United States District Court, Western District of Washington
Mar 2, 2023
No. C22-5707-MLP (W.D. Wash. Mar. 2, 2023)

Opinion

C22-5707-MLP

03-02-2023

ERIC R., Plaintiff, v. COMMISSIONER OF SOCIAL SECURITY, Defendant.


ORDER

MICHELLE L. PETERSON UNITED STATES MAGISTRATE JUDGE

I. INTRODUCTION

Plaintiff seeks review of the denial of his application for Supplemental Security Income and Disability Insurance Benefits. Plaintiff contends the administrative law judge (“ALJ”) erred in discounting his alleged need for an assistive device and to recline during the daytime, and in discounting the opinion of a treating nurse practitioner. (Dkt. # 8 at 1.) As discussed below, the Court REVERSES the Commissioner's final decision and REMANDS the matter for further administrative proceedings under sentence four of 42 U.S.C. § 405(g).

II. BACKGROUND

Plaintiff was born in 1971 and has a master's degree in business administration. AR at 1794-95. At the time of the most recent administrative hearing, Plaintiff was working full-time as an excise tax examiner. Id. at 1798.

In September 2016, Plaintiff applied for benefits, alleging that his disability began on June 6, 2013, and he subsequently requested a closed period of disability that ended on March 15, 2020. AR at 252-62, 2039-40. Plaintiff's applications were denied initially and on reconsideration, and Plaintiff requested a hearing. Id. at 145-48, 153-68. After ALJs conducted hearings in April 2018 and January 2019, an ALJ issued a decision finding Plaintiff not disabled. Id. at 12-34.

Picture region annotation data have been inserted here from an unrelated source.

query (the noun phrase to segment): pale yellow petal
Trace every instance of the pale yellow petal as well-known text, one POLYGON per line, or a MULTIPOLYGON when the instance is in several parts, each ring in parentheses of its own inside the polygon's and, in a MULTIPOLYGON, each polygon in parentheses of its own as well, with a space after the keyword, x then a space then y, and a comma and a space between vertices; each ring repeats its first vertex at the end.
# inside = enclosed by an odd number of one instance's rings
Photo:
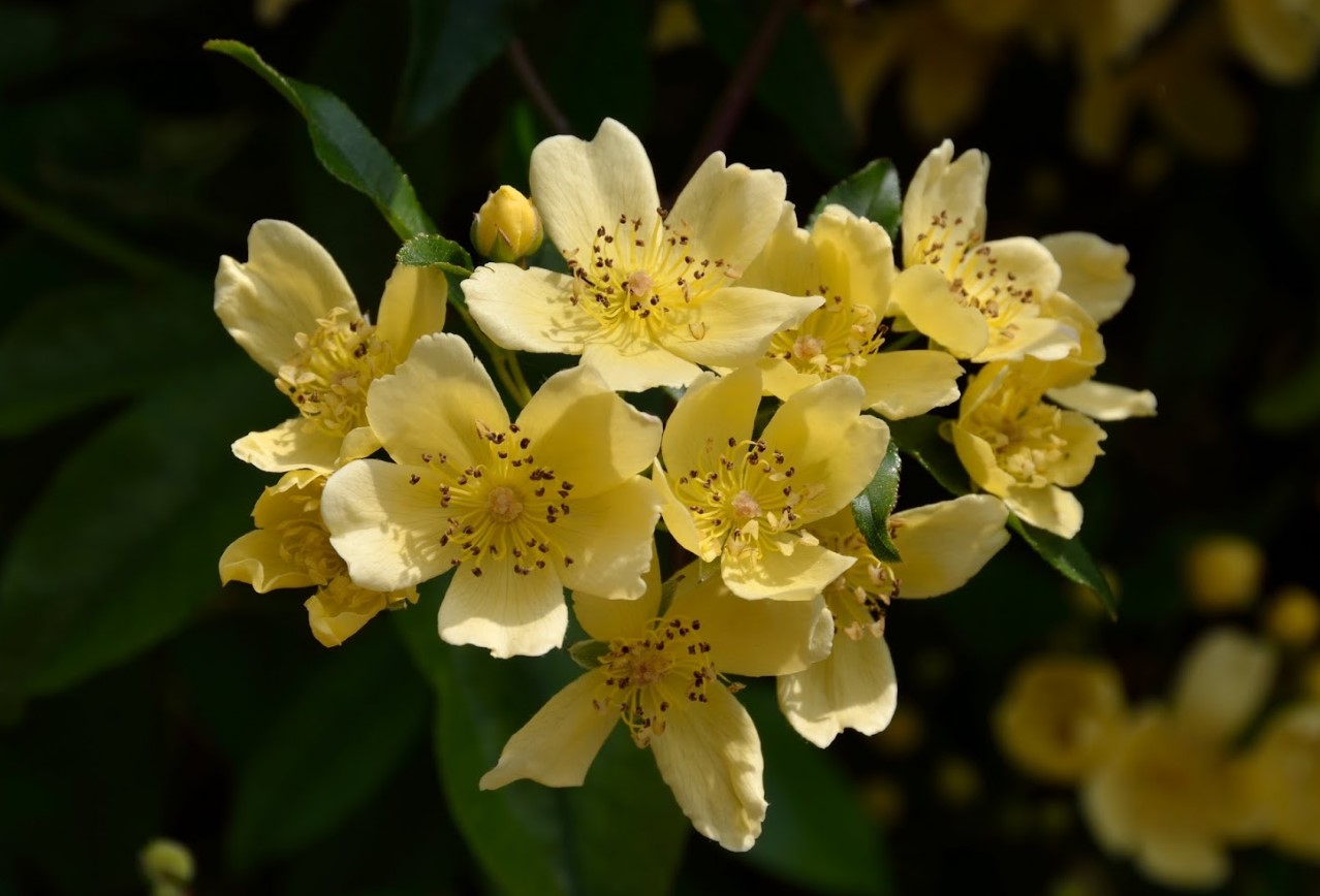
POLYGON ((903 420, 957 401, 962 364, 944 351, 887 351, 873 355, 855 372, 866 389, 866 406, 903 420))
POLYGON ((701 623, 719 672, 735 676, 781 676, 829 656, 834 623, 824 598, 813 600, 744 600, 719 577, 698 581, 697 565, 680 573, 671 616, 701 623))
POLYGON ((335 468, 343 438, 293 417, 273 429, 248 433, 232 445, 234 457, 267 472, 308 468, 330 472, 335 468))
POLYGON ((257 594, 315 585, 304 565, 281 553, 282 544, 280 533, 271 529, 239 536, 220 554, 220 585, 247 582, 257 594))
POLYGON ((582 366, 597 371, 619 392, 661 385, 678 389, 701 373, 700 367, 653 342, 634 342, 626 348, 611 342, 593 342, 582 351, 582 366))
POLYGON ((725 553, 721 574, 729 590, 739 598, 812 600, 853 563, 853 557, 799 541, 792 554, 777 550, 767 550, 760 557, 725 553))
POLYGON ((389 457, 400 463, 425 464, 445 454, 453 467, 490 457, 477 424, 508 429, 508 412, 482 363, 462 336, 422 336, 412 355, 371 385, 367 420, 389 457))
POLYGON ((759 404, 760 372, 754 367, 723 377, 714 373, 697 377, 669 414, 661 437, 661 454, 671 475, 697 468, 701 458, 718 455, 729 439, 737 443, 751 438, 759 404))
POLYGON ((660 344, 693 364, 755 364, 780 330, 795 327, 821 306, 820 296, 785 296, 768 289, 726 286, 694 310, 692 323, 660 335, 660 344))
POLYGON ((660 421, 585 367, 548 379, 517 417, 536 463, 590 497, 642 472, 660 451, 660 421))
POLYGON ((1081 501, 1057 486, 1044 488, 1011 486, 1001 497, 1023 523, 1053 532, 1063 538, 1072 538, 1081 532, 1081 501))
POLYGON ((482 333, 504 348, 579 355, 601 329, 573 304, 572 277, 553 271, 483 264, 462 288, 482 333))
POLYGON ((990 342, 990 327, 981 311, 962 304, 962 296, 944 273, 919 264, 894 278, 890 301, 917 331, 948 348, 957 358, 981 354, 990 342))
POLYGON ((649 479, 632 476, 590 497, 573 492, 573 512, 558 517, 550 537, 573 558, 560 570, 564 585, 612 599, 645 590, 660 495, 649 479))
POLYGON ((421 336, 445 329, 449 280, 433 268, 396 264, 385 281, 376 315, 376 336, 389 343, 396 362, 403 362, 421 336))
POLYGON ((904 267, 923 261, 924 252, 919 247, 937 219, 948 226, 946 231, 941 230, 941 241, 946 245, 970 241, 973 235, 983 238, 989 176, 990 160, 978 149, 962 153, 957 161, 953 161, 949 140, 931 150, 903 195, 904 267))
POLYGON ((991 495, 964 495, 902 511, 891 563, 900 598, 933 598, 961 589, 1008 544, 1008 508, 991 495))
POLYGON ((297 351, 294 336, 342 307, 358 313, 348 281, 319 243, 284 220, 259 220, 248 260, 220 259, 215 314, 257 364, 276 373, 297 351))
POLYGON ((643 574, 647 590, 636 600, 611 600, 583 591, 573 592, 573 615, 582 631, 598 641, 636 637, 660 614, 660 563, 652 542, 651 566, 643 574))
POLYGON ((713 153, 675 199, 668 223, 692 235, 694 255, 742 272, 770 239, 787 191, 779 172, 726 166, 725 154, 713 153))
POLYGON ((898 678, 883 637, 834 639, 829 658, 780 676, 779 709, 797 734, 825 748, 845 728, 879 734, 898 706, 898 678))
POLYGON ((1081 305, 1096 323, 1104 323, 1127 304, 1135 280, 1127 273, 1126 247, 1076 231, 1052 234, 1040 243, 1063 272, 1060 292, 1081 305))
POLYGON ((651 751, 692 826, 726 850, 744 852, 766 819, 760 738, 727 689, 713 684, 706 695, 708 703, 672 714, 651 751))
POLYGON ((1173 685, 1173 715, 1201 736, 1228 743, 1249 724, 1270 689, 1279 657, 1262 637, 1216 628, 1192 645, 1173 685))
POLYGON ((645 148, 614 119, 590 141, 561 135, 539 143, 529 181, 545 232, 565 253, 590 251, 597 228, 619 215, 651 222, 660 207, 645 148))
POLYGON ((579 786, 619 722, 616 710, 591 705, 599 685, 601 676, 594 673, 569 682, 508 739, 478 786, 494 790, 523 779, 546 786, 579 786))
POLYGON ((793 511, 807 523, 857 497, 884 458, 890 428, 858 414, 861 406, 861 383, 838 376, 788 399, 762 433, 793 466, 793 486, 805 495, 793 511))
POLYGON ((1055 404, 1080 410, 1093 420, 1155 416, 1155 395, 1150 389, 1138 392, 1122 385, 1086 380, 1077 385, 1049 389, 1045 395, 1055 404))
MULTIPOLYGON (((312 628, 312 635, 322 647, 341 647, 376 616, 375 612, 330 614, 321 602, 319 591, 308 598, 302 606, 308 610, 308 625, 312 628)), ((383 606, 384 600, 381 600, 383 606)))
POLYGON ((321 516, 354 582, 397 591, 449 570, 454 548, 440 545, 449 528, 440 486, 422 467, 384 461, 354 461, 330 476, 321 516))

The Appeals Council denied Plaintiff's request for review (AR at 1-6), and the U.S. District Court for the Western District of Washington reversed the ALJ's decision and remanded for further administrative proceedings. Id. at 1855-71. On remand, the ALJ held a hearing in May 2022 (id. at 1789-1823), and subsequently issued a decision finding Plaintiff not disabled between September 18, 2015, and March 15, 2020. Id. at 1761-79.

Although Plaintiff alleged his disability began on June 6, 2013, prior administratively final decisions found Plaintiff not disabled through September 17, 2015. See AR at 1761. Thus, the adjudicated period addressed by the ALJ runs from September 18, 2015, through March 15, 2020. Id.

As the Appeals Council declined to assume jurisdiction of the case, the ALJ's decision is the Commissioner's final decision, which Plaintiff appealed to this Court. (Dkt. # 1.)

III. LEGAL STANDARDS

Under 42 U.S.C. § 405(g), this Court may set aside the Commissioner's denial of social security benefits when the ALJ's findings are based on legal error or not supported by substantial evidence in the record as a whole. Bayliss v. Barnhart, 427 F.3d 1211, 1214 (9th Cir. 2005). As a general principle, an ALJ's error may be deemed harmless where it is “inconsequential to the ultimate nondisability determination.” Molina v. Astrue, 674 F.3d 1104, 1115 (9th Cir. 2012) (cited sources omitted). The Court looks to “the record as a whole to determine whether the error alters the outcome of the case.” Id.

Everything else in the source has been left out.